Funamachi 12-13, Shinjuku-ku 160-0006; 03-3354-3303; ramen-toka.com
“No rabbit, no life” reads the staff T-shirts at Usagi, a back-alley ramen shop a few minute’s walk from Shibuya’s infamous Love Hotel Hill. It’s a simple message, if slightly odd given the complete lack of rabbit on the menu.
The house-favorite is the shoyu-based ramen — go for the Usagi Special first time round, with extra pork, roasted chicken breast and one of the best ramen eggs in town. It’s delicious — neither too heavy nor too salty.
The fragrance that dominates the shop, however, is that of Usagi’s tantanmen — a spicy Sichuan pepper and peanut-based ramen variant that will leave the lips tingling and you wanting more.
The shop is run by the younger brother of the late Japanese producer and DJ Nujabes. The restaurant plays Nujabes’ music round the clock in tribute: a great soundtrack for a great bowl.
Shinsencho 8-13, Shibuya-ku 150-0045; 03-3464-4111; bit.ly/ramenusagi
No list would be complete without mention of Homemade Ramen Muginae, which stands at the top of Tabelog’s “Top 20 Ramen in Tokyo” list.

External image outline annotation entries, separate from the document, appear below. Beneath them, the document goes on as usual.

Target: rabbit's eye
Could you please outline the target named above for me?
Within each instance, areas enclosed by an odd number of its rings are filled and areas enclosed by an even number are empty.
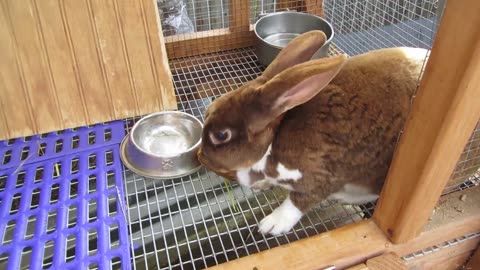
[[[232,139],[232,132],[230,131],[230,129],[210,132],[209,135],[210,140],[215,145],[227,143],[230,141],[230,139]]]

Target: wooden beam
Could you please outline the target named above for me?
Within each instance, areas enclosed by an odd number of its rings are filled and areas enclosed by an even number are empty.
[[[478,14],[478,0],[446,6],[375,210],[375,221],[394,243],[422,231],[480,118]]]
[[[369,270],[367,265],[364,263],[357,264],[355,266],[352,266],[350,268],[347,268],[346,270]]]
[[[248,32],[250,29],[250,1],[230,0],[230,30]]]
[[[395,253],[389,252],[367,261],[369,270],[407,270],[407,265]]]
[[[255,43],[253,31],[228,28],[165,37],[168,59],[245,48]]]
[[[480,205],[480,188],[470,188],[462,194],[467,195],[465,202],[459,199],[459,194],[444,196],[444,206],[432,216],[431,224],[426,227],[428,231],[407,243],[391,243],[373,220],[366,220],[211,269],[278,269],[279,265],[285,270],[322,269],[329,265],[345,269],[388,252],[405,256],[480,231],[480,208],[477,207]],[[465,204],[463,211],[457,210],[456,201]]]

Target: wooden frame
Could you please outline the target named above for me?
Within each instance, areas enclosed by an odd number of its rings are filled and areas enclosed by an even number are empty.
[[[441,225],[433,222],[425,227],[429,218],[439,218],[438,211],[431,216],[432,211],[480,118],[478,14],[477,0],[447,3],[374,218],[212,269],[322,269],[329,265],[345,269],[380,254],[403,256],[479,232],[480,209],[476,205],[480,201],[468,212],[450,215]],[[479,188],[468,192],[480,198]],[[457,196],[454,193],[442,200],[458,201]],[[475,243],[459,247],[471,252]],[[460,261],[467,254],[457,255]]]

It’s out of the city center, and queues are in the hour-plus range, but the chicken and niboshi (dried sardine) soup more than justifies the wait.
One of the better tonkotsu ramen joints in Tokyo is Toride (for the real stuff you’ve got to go to Kyushu), owned by an 11-year veteran of Ippudo, a tonkotsu specialist from Fukuoka that is one of the country’s most successful ramen chains.
Aficionados might disagree, but Afuri deserves kudos for its yuzu-flavored soup and (debatably tasty) vegan ramen.
Mensho San Francisco takes the dish from street stall to food porn, with designer bowls and a farm-to-bowl approach.
Swap one Mensho for another and also pay a visit to Mensho Tokyo, where the secret sauce is lamb — the ramen is good, the tsukemen divine.